Stirling’s on a Saturday evening is usually vacant. Most students make their way to the coffee house during the morning or afternoon hours to grab a late breakfast or to study before partaking in tour de frat later that night. However, on Saturday September 12, there was a rather large crowd in Stirling’s. This crowd was different than the usual plethora of students. There were administrators such as Dean Hartman, faculty like Professor Moser, and community members such as the Alvarez tribe. There were children of professors and students from St. Andrew’s. Only one person could bring all of these amazing members that make up the Sewanee community together, and it is Isabel Butler. Isabel Butler is a senior at St. Andrew’s and a very talented photographer. Her current work includes an amazing series of black and white photographs of different members of the Sewanee community. She says, “I chose people I was close to or people I knew. Some of them are my closest friends, and some of them are people that my parents knew and kind of lead me to them and set me up to take photos with them.” While some people are naturals in front of the camera, Butler’s photos show her talent behind the camera. She is able to capture the unique essence of each of her subjects perfectly. Whether the subject is Tess Steele (C’18) and her infamous bike, Joey Moordian (C’15) and his guitar, or Bea Troxel (C’15) gazing beautifully into the camera like the Audrey Hepburn of her generation, Butler shows each man, woman, or child in their element. When asked which photo was the most entertaining to take, Butler responded “I think either Gerard or Harry, because everyone knows Harry. He’s just an interesting person … the end product was really good. Gerard is just very photogenic and a very animated person.”

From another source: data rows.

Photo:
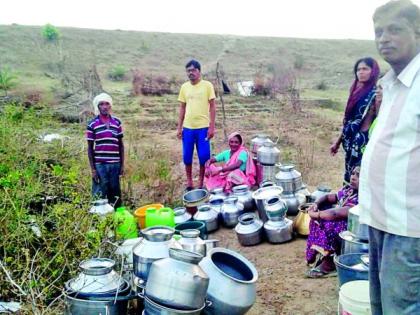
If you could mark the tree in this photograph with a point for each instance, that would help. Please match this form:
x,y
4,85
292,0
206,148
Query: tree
x,y
7,79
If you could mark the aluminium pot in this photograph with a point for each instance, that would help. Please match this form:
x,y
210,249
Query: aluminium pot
x,y
289,178
190,241
155,245
244,196
257,142
275,208
232,287
181,215
231,210
268,154
279,231
265,193
249,230
178,281
361,231
209,216
351,244
153,308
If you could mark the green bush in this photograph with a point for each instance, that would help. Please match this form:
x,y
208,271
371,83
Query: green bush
x,y
118,73
7,79
45,228
50,33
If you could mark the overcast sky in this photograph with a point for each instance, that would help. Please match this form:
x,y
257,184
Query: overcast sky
x,y
283,18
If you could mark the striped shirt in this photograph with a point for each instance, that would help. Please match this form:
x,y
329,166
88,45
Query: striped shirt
x,y
106,140
389,192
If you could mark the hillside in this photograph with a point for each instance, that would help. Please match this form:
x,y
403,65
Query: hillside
x,y
331,61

Butler’s technique is attributed to what she has been taught by her photography professor and Sewanee graduate, Rachel Malde, “It was used to capture more of the people’s feelings and more of the people than the color… I kind of fell in love with it… You can see the emotion more.” Katherine Evans, the familiar warm face at Stirling’s, talked about Isabel’s work and the future exhibits that Stirling’s will showcase later this year. Evans has watched Isabel grow up in Sewanee and was very impressed with her work and personality. She talked about how the concept of the photographs was very similar to that of the world renowned Humans of New York series. The next exhibition to be shown will be a photography collection from Pradip Malde’s current FYP photography class, and following that will be a collection from Camp Discover in Tracy City.